President Obama on Tuesday night touted the government’s strong net neutrality rules but also alluded to a need to blunt the spread of terrorism online.
During his final State of the Union speech Tuesday night, Obama made a few brief mentions of issues important to the technology community.
In a portion of his speech meant to highlight the spirit of discovery in the United States, the president pointed to agency wins aimed at getting more people online and protecting the Internet through net neutrality rules.
“We’ve protected an open internet, and taken bold new steps to get more students and low-income Americans online,” he said to applause from Democrats. “We’ve launched next-generation manufacturing hubs, and online tools that give an entrepreneur everything he or she needs to start a business in a single day.”

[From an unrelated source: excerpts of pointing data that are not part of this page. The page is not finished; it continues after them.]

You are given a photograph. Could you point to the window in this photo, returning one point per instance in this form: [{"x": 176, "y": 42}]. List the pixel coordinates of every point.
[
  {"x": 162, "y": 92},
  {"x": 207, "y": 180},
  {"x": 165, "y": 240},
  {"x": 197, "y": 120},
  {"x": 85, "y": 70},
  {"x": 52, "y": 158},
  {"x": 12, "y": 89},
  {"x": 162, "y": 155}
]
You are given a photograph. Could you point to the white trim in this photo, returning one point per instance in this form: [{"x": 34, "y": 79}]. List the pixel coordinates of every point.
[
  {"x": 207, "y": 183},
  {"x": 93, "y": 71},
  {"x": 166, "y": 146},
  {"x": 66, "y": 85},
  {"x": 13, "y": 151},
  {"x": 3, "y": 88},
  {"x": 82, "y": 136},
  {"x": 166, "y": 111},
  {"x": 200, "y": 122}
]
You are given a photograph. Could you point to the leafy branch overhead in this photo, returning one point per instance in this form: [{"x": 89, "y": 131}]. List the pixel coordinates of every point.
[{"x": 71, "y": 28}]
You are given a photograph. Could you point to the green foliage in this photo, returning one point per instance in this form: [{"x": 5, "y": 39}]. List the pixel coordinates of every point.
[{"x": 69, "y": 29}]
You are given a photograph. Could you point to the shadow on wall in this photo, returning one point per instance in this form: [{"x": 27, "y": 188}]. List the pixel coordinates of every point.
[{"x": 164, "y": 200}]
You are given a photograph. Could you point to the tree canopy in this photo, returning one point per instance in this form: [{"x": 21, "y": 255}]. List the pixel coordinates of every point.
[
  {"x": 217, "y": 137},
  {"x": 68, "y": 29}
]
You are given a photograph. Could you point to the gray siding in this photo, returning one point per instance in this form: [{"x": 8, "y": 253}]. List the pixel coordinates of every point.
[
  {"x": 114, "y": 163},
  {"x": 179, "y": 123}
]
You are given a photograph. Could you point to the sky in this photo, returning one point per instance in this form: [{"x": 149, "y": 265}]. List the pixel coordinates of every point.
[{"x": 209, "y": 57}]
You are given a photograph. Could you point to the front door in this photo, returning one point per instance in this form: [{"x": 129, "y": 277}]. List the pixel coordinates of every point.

In a divided vote last year, the Federal Communications Commission passed sweeping net neutrality rules, which reclassified broadband service under stricter common carrier regulations. The increased authority was meant to prevent Internet service providers from prioritizing some pieces of Internet traffic over others.
In the past year, the FCC also voted to boost the funding cap on a program that provides Internet service for schools and libraries. And the agency has voted to begin drafting rules to expand its Lifeline program to help subsidize Internet service for low-income Americans.
During the speech, he also said all schools should begin “offering every student the hands-on computer science and math classes” in the coming years.
Obama also pointed to threats on the Internet, specifically from the Islamic State in Iraq and Syria (ISIS). In the wake of a pair of terrorist attacks last year, his administration has pushed technology companies to do more to blunt the terrorist group’s social media reach.
“They use the Internet to poison the minds of individuals inside our country; they undermine our allies,” he said.